[R-sig-ME] Factor collapsing method

Sat Sep 24 23:02:47 CEST 2011

Iker Vaquero Alba <karraspito at ...> writes:

> After several analyses, I get a significant effect in 
> a factor with 7 levels. As I am doing a stepwise
> simplification, I get my p-values from the anovas comparing
>  pairs of models. But that way, I obviously get
> only one p-value for the factor, but I can't know which of the 
> levels are the most important ones in
> determining that effect. I have an idea from the p-values of 
> the "summary" table, and I can also plot the
> data to see the direction of the effect. However, I have read in a
>  paper that there is a method to collapse
> factor levels to obtain information about which factor levels 
> differ from one another, that is used when an
> explanatory variable has a significant effect in the 
> minimal model and contains more than two factor
> levels. I have looked for it in the Crawley book and 
> in the web, but I actually cannot find anything, and I
> don't know which terms are more appropriate for searching. 
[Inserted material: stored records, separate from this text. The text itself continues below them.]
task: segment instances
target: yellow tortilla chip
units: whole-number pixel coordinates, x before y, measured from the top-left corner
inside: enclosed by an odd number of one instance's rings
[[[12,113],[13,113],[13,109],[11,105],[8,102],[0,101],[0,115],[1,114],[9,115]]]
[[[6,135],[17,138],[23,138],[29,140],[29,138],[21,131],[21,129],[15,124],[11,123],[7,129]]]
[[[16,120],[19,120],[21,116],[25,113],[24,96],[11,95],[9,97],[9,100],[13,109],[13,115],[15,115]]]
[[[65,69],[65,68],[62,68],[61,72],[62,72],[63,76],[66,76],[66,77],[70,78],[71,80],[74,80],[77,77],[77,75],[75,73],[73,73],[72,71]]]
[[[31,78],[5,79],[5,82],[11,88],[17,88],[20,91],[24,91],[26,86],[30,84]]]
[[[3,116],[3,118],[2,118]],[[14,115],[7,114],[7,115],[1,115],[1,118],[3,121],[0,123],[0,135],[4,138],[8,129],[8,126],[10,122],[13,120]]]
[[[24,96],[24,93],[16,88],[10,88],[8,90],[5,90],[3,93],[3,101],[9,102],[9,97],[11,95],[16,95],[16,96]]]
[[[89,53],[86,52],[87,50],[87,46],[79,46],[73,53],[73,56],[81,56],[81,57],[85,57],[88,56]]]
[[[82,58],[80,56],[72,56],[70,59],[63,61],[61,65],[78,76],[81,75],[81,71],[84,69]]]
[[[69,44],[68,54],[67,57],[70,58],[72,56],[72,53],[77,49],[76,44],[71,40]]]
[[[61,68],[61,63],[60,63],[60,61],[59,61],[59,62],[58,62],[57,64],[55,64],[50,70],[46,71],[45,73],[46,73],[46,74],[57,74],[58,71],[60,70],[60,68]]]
  I'm sorry to critique rather than answering your question, but:

The glht function from the multcomp package at least apparently
works for "mer" objects (i.e. lmer/glmer fits) -- that is, it
gives apparently sensible results in one very quick trial.
That will give you the classical post hoc multiple comparisons
results, subject to caveats about how approximately they apply
in the mixed model context.

If you really want the term-by-term p-values for the null hypotheses
that the individual contrasts are equal to zero, and you need
a more accurate result than the Wald test, you can try expanding
your model out into the model matrix form and dropping the columns
one at a time, or using drop1 -- this will give you likelihood
ratio tests (better than Wald, but still assuming large N).

  Testing hypotheses about individual factor levels is fine (as long
as you either correct for multiple comparisons or specify sensible
[hopefully orthogonal] _a priori_ contrasts, but I start to get
worried about the prospects of lumping levels.  Why are you doing
this?  Doing it carefully, via some form of shrinkage, might make
sense in a data mining/data exploration context, (see reference below,
which I just grabbed off google scholar without reading) especially if
you had _lots_ of levels, but if you're just trying to squeeze out a
few extra degrees of freedom, my suggestion would be: "don't".

Bondell, Howard D, and Brian J Reich. 2009. “Simultaneous Factor
Selection and Collapsing Levels in ANOVA.” Biometrics 65 (1) (March
1):169-177. doi:10.1111/j.1541-0420.2008.01061.x. 
http://onlinelibrary.wiley.com/doi/10.1111/j.1541-0420.2008.01061.x/abstract.